CVE-2024-7312: 
Payara Micro vulnerability analysis and mitigation

A URL Redirection to Untrusted Site ('Open Redirect') vulnerability (CVE-2024-7312) was discovered in Payara Platform Payara Server's REST Management Interface modules, allowing potential session hijacking. The vulnerability affects multiple versions of Payara Server: from 6.0.0 before 6.18.0, from 6.2022.1 before 6.2024.9, from 5.2020.2 before 5.2022.5, from 5.20.0 before 5.67.0, and from 4.1.2.191.0 before 4.1.2.191.50 (NVD).

The vulnerability is classified as CWE-601 (URL Redirection to Untrusted Site). According to the CVSS v3.1 scoring, it has received a base score of 6.1 (MEDIUM) with the vector string CVSS:3.1/AV:N/AC:L/PR:N/UI:R/S:C/C:L/I:L/A:N. The CVSS v4.0 assessment from Payara indicates a score of 7.0 (HIGH) with the vector string CVSS:4.0/AV:L/AC:H/AT:N/PR:H/UI:A/VC:H/VI:H/VA:H/SC:N/SI:H/SA:H (NVD).

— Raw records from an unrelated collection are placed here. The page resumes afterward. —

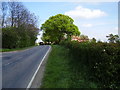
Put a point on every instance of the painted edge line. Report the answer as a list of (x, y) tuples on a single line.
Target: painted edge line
[(30, 83)]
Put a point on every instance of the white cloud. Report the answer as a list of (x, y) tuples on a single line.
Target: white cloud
[(81, 12), (87, 25)]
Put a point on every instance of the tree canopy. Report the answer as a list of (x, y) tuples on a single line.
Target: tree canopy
[(19, 26), (57, 27)]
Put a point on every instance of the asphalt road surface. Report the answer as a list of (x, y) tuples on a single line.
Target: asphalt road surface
[(19, 67)]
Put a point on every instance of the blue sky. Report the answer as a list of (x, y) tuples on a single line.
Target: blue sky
[(93, 19)]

The vulnerability could lead to session hijacking through URL redirection to untrusted sites. This could potentially compromise user sessions and lead to unauthorized access to sensitive information (NVD).

The vulnerability has been addressed in multiple version updates. Users should upgrade to Payara Server version 6.18.0, 6.2024.9, 5.2022.5, 5.67.0, or 4.1.2.191.50 depending on their current version track (Payara Release Notes).